Germany sharply lowered its growth forecast for next year to 1 percent, from 1.8 percent previously in response to the uncertainty in financial markets, the country's economy minister said Thursday.
At a news conference, Economy Minister Philipp Roesler said that despite the predicted slowdown, the country is not headed for recession. He pointed to the positive growth in the second half of 2011 and that the German economy would grow a robust 2.9 percent in 2011 _ above the 2.6 percent forecast in April. He also noted that unemployment is also standing at a record low and order books are full.
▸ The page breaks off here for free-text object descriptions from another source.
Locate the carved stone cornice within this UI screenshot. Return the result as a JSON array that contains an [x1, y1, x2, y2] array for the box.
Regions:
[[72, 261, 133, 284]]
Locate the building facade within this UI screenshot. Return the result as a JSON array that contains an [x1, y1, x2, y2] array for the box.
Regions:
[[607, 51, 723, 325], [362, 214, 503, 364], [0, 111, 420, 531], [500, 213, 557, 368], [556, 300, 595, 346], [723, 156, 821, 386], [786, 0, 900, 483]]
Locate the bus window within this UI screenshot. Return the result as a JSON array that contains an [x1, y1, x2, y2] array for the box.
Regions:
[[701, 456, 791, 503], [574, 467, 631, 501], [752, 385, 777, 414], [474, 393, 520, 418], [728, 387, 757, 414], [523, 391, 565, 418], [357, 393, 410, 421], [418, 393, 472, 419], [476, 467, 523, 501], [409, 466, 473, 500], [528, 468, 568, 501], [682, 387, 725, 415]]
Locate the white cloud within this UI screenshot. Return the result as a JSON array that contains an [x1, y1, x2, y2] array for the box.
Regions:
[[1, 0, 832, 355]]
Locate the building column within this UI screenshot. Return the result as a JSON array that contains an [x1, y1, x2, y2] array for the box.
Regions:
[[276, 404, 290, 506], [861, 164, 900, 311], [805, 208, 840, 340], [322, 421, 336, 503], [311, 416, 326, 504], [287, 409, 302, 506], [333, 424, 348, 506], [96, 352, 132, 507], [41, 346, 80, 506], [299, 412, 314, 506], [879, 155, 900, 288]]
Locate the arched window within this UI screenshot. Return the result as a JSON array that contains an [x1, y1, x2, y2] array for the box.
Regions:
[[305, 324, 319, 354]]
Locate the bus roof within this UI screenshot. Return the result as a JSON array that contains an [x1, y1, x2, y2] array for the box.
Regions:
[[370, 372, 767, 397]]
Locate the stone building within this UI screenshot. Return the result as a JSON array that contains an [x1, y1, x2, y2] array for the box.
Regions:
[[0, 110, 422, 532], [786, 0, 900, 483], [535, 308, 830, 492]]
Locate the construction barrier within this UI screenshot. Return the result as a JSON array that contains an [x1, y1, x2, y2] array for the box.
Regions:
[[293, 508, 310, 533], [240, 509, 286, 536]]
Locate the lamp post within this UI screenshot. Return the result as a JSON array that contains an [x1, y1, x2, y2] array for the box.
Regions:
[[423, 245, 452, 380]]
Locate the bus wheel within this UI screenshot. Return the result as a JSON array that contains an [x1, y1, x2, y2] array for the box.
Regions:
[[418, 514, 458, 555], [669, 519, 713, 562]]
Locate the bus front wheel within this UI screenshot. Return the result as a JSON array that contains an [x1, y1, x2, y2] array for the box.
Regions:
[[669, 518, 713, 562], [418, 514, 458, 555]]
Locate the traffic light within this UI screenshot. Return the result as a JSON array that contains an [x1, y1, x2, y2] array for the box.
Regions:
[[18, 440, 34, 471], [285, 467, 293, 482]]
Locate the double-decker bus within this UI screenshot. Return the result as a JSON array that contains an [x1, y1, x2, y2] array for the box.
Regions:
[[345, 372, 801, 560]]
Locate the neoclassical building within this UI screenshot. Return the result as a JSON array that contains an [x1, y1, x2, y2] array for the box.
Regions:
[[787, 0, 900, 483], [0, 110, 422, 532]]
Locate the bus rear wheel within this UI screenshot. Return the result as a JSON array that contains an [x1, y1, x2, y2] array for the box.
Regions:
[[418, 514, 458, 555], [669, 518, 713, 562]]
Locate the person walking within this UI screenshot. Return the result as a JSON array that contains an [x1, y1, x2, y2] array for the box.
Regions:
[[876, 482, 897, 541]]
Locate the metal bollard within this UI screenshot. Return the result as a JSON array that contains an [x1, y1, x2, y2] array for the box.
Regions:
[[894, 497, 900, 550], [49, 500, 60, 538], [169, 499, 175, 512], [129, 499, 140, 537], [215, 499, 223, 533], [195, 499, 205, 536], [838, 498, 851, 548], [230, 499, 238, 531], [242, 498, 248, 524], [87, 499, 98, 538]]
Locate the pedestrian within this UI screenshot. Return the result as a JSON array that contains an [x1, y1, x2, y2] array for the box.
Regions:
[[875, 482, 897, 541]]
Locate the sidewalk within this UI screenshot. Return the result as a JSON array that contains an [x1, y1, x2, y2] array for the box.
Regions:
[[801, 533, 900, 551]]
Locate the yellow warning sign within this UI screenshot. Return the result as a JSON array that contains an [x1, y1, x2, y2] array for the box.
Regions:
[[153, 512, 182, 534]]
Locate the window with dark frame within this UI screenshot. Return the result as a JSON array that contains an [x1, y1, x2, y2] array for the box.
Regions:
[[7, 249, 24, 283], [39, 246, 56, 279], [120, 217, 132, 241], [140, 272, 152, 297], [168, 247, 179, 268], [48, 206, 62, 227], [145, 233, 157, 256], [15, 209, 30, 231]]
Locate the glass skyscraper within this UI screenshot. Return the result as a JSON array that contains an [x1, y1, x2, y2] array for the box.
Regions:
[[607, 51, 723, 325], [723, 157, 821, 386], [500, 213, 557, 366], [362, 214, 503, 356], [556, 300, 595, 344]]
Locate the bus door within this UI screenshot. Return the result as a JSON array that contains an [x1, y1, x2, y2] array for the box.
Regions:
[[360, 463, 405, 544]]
At the same event, Finance Minister Wolfgang Schaeuble said the tax take from the higher than anticipated growth this year would lead to more income from taxes, allowing the government to push through tax cuts worth some euro6 billion ($8.3 billion) to euro7 billion ($9.7 billion) from the start of 2013.
That move would make good on a promise from Chancellor Angela Merkel's government when it took office to ease the burden on German taxpayers.
"We need to do everything to translate the growth that we have enjoyed in this year and the growth that we expect for next year to ease the burden on taxpayers," Roesler said.
The ministry had predicted a 2012 growth rate of 1.8 percent in April. Both ministers said the decision to lower the forecast was a cautious move that reflected the slowing momentum in Germany, with business confidence declining amid turbulence on global financial markets and concern about the eurozone debt crisis.